The
toxic vapors acted quickly against the Second Platoon of the 811th
Ordnance Company, whose soldiers were moving abandoned barrels out of an
Iraqi Republican Guard warehouse in 2003. The building, one soldier
said, was littered with dead birds.
As
the soldiers pushed the barrels over and began rolling them, some of
the contents leaked, they said, filling the air with a bitter,
penetrating smell. Soon, many were dizzy and suffering from running
noses and tearing eyes. A few were vomiting, disoriented, tingling or
numb.
After
the soldiers staggered outside for air, multiple detection tests
indicated the presence of nerve agent. Others suggested blister agent,
too. The results seemed to confirm the victims’ fear that they had
stumbled upon unused stocks of Iraq’s chemical weapons.
From
Camp Taji, where the barrels had been found, more than 20 exposed
soldiers were evacuated in helicopters to a military hospital in Balad,
where they were met by soldiers wearing gas masks and ordered to undress
before being allowed inside for medical care.
“They
drew a box in the sand and had armed guards and were like: ‘Do not get
out of that box. Do not get out of that box,’ ” said Nathan Willie, a
private first class at the time. “I was kind of freaked out.”
Since
last fall, the United States military has acknowledged that American
soldiers found thousands of abandoned chemical weapons in Iraq,
and that hundreds of troops notified the military medical system that
they believed they had been exposed to them.
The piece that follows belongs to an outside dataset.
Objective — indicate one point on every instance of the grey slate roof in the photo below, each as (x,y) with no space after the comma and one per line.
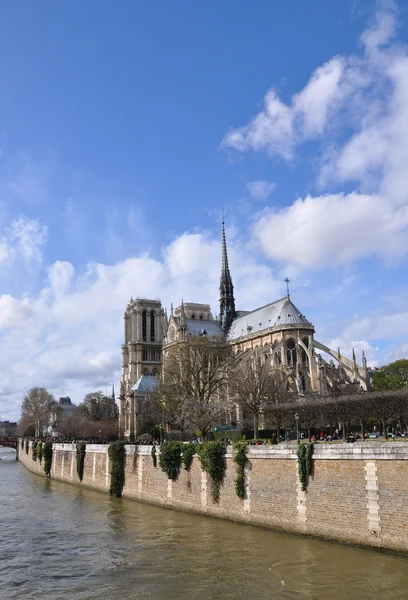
(146,383)
(279,313)
(196,326)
The military acknowledged
the exposures after years of secrecy — and of denying medical tracking
and official recognition to victims — only after an investigation by The New York Times.
Even
then, the affliction of the 811th Ordnance Company had quietly remained
one of the unsolved mysteries of the Iraq war, and a parable of what
several of the victims describe as the corrosive effects of the
government’s secrecy on troop welfare and public trust.
Since
the episode, several of the sickened soldiers have complained of health
effects that they say may be linked to handling leaking barrels. But
instead of finding the Army concerned or committed to their well-being,
they faced years of shifting stories about what exactly had made them
ill.
The
Army, they said, at first suggested that they might have been exposed
to the nerve agent sarin. Then it said that chemical warfare field
detection tests were unreliable and that the liquid was most likely a
pesticide or something else. Then it dropped the subject entirely.
Still,
several of the victims suffered. But because the military’s records
relating to the episode were classified, the victims said, they lacked
the information to settle their gnawing worries or to give them the
standing necessary to pursue medical care or disability claims.
Thomas
S. Blanton, director of the National Security Archive, which advocates
open government, said the government’s refusal to share its information
was a case of the habits of secrecy trumping common sense.
“Soldiers
exposed to something really dangerous cannot find out what it was
because ‘Sorry it’s classified’?” he said. “It’s creepy and it’s crazy.”